Type Ia supernovae are violent stellar explosions whose brightness is used to determine distances in the universe. Observing these objects to billions of light years away has led to the discovery that the universe is expanding at an accelerating rate, the foundation for the notion of dark energy. Although all Type Ia supernovae appear to be very similar, astronomers do not know for certain how the explosions take place and whether they all share the same origin. Now, a team of researchers has examined new and detailed observations of 41 of these objects and concluded that there are clear signatures of gas outflows from the supernova ancestors, which do not appear to be white dwarfs.
The research is published in the August 12 issue of Science.
The widely accepted theory is that Type Ia supernovae are thermonuclear explosions of a white dwarf star in a close binary system. There are two competing scenarios for supernova ancestry. In the so-called single-degenerate model, the accompanying star in the binary is a main-sequence star or evolved star.

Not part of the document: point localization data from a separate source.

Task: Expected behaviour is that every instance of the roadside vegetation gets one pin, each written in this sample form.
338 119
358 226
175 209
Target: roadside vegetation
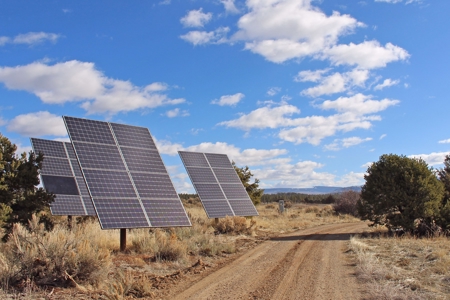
406 256
404 267
85 262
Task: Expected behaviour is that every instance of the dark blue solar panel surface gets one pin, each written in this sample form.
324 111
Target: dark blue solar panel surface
217 184
126 177
62 175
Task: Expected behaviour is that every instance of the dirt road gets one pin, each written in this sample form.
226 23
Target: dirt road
307 264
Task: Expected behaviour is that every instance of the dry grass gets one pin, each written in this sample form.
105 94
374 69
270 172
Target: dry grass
299 216
88 258
403 267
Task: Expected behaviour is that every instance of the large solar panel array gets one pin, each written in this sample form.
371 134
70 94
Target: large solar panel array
62 175
217 184
126 177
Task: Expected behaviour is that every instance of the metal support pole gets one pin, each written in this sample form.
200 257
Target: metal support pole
69 222
123 239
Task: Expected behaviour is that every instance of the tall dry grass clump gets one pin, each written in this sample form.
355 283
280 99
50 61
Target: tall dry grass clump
175 244
403 267
234 225
162 244
57 258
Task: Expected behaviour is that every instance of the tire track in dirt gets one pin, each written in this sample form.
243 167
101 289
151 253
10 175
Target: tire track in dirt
306 264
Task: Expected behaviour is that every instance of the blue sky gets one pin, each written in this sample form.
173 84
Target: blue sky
305 93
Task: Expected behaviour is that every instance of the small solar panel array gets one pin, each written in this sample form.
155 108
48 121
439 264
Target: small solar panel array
126 177
61 175
217 184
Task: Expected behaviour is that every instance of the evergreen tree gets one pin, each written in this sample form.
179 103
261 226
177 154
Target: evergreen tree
444 177
19 176
401 193
252 189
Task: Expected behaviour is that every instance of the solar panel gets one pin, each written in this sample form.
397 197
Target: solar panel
62 176
126 177
217 184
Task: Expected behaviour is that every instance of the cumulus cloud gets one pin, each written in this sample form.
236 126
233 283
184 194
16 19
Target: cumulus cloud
230 7
386 83
271 166
81 82
229 100
30 38
356 112
38 124
264 117
334 83
273 91
338 144
217 36
358 104
432 159
282 30
176 113
315 128
367 55
196 18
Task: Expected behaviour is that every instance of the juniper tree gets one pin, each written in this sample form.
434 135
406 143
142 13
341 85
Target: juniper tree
253 190
19 176
401 193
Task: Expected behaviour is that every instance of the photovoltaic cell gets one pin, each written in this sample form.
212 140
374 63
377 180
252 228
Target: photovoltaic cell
217 184
62 175
125 175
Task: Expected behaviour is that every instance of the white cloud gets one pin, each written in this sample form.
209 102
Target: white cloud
249 157
196 18
309 75
4 40
358 104
315 128
264 117
206 37
367 55
166 147
334 83
386 83
230 7
229 100
38 124
338 144
176 113
33 38
281 30
273 91
432 159
80 81
30 38
354 112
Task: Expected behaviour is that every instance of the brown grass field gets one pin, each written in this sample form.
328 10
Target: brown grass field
85 263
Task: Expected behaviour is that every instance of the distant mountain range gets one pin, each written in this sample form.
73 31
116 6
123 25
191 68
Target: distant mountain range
317 190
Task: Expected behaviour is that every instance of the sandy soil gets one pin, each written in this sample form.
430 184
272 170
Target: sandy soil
306 264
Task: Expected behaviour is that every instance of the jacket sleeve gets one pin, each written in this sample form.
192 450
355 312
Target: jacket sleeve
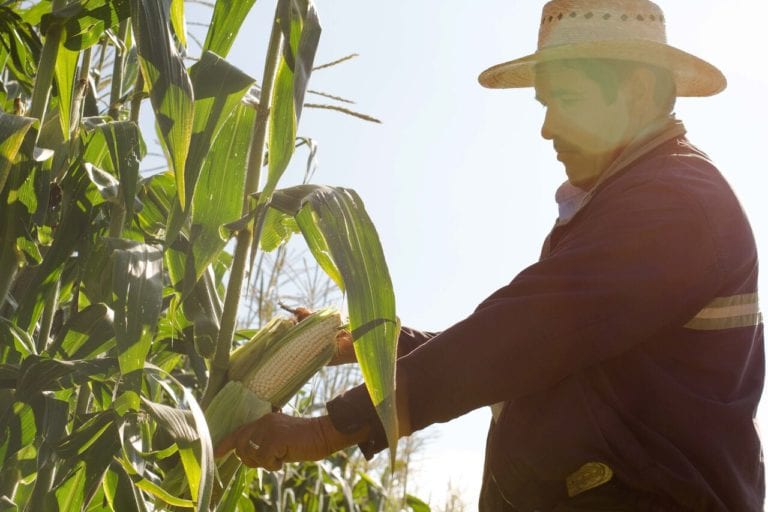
635 263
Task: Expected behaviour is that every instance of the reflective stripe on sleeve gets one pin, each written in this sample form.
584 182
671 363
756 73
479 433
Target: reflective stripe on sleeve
727 313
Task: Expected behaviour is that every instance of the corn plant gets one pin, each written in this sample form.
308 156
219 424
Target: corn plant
118 300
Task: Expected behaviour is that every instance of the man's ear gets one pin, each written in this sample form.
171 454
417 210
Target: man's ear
641 86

In the competing double-degenerate model, the companion is another white dwarf -- a very dense star in its final evolutionary stage.
"Because we don't know what the things blowing up actually are, we don't quite understand why they should all be so similar," explained coauthor Josh Simon of the Carnegie Observatories. "That raises the possibility that Type Ia supernovae that occurred 7 billion years ago -- the ones that allow us to measure the repulsive force we call dark energy -- might be different in some subtle way from the ones occurring now. Maybe they are a little bit brighter than the ancient ones, for example."
Mark Phillips, also from Carnegie added, "We wanted to get a better understanding of what the stars look like before the explosion to help determine the origin of their brightness. That information will allow us to be sure that there are no errors of this type distorting the dark energy measurements."
The astronomers looked for absorption by sodium atoms in the spectrum of each of the 41 supernovae. Sodium is a telltale sign of cool, neutral gas in the vicinity of the explosion. By measuring the speed of the sodium clouds using the Doppler shift, they determined that the majority of the supernovae show sodium gas moving away from the explosion site and toward Earth.
"If the star system originally contained two white dwarfs before the supernova, then there shouldn't be any sodium," remarked Carnegie's Nidia Morrell. "The fact that we detected the sodium shows that one of the stars must not have been a white dwarf."
The astronomers ruled out other possible sources of the sodium absorption features including interstellar clouds or a galactic-scale wind blown by the host galaxy.
"The low velocities and narrowness of the features suggest that the absorption is from material very close to the supernova that was ejected by the parent system before the explosion. Typically, gas with these characteristics is attributed to the stellar wind blown by red giant companion stars, not white dwarfs," concluded Simon.
The finding is an important first step toward understanding the details of how Type Ia supernovae explode and the origin of their immense luminosity.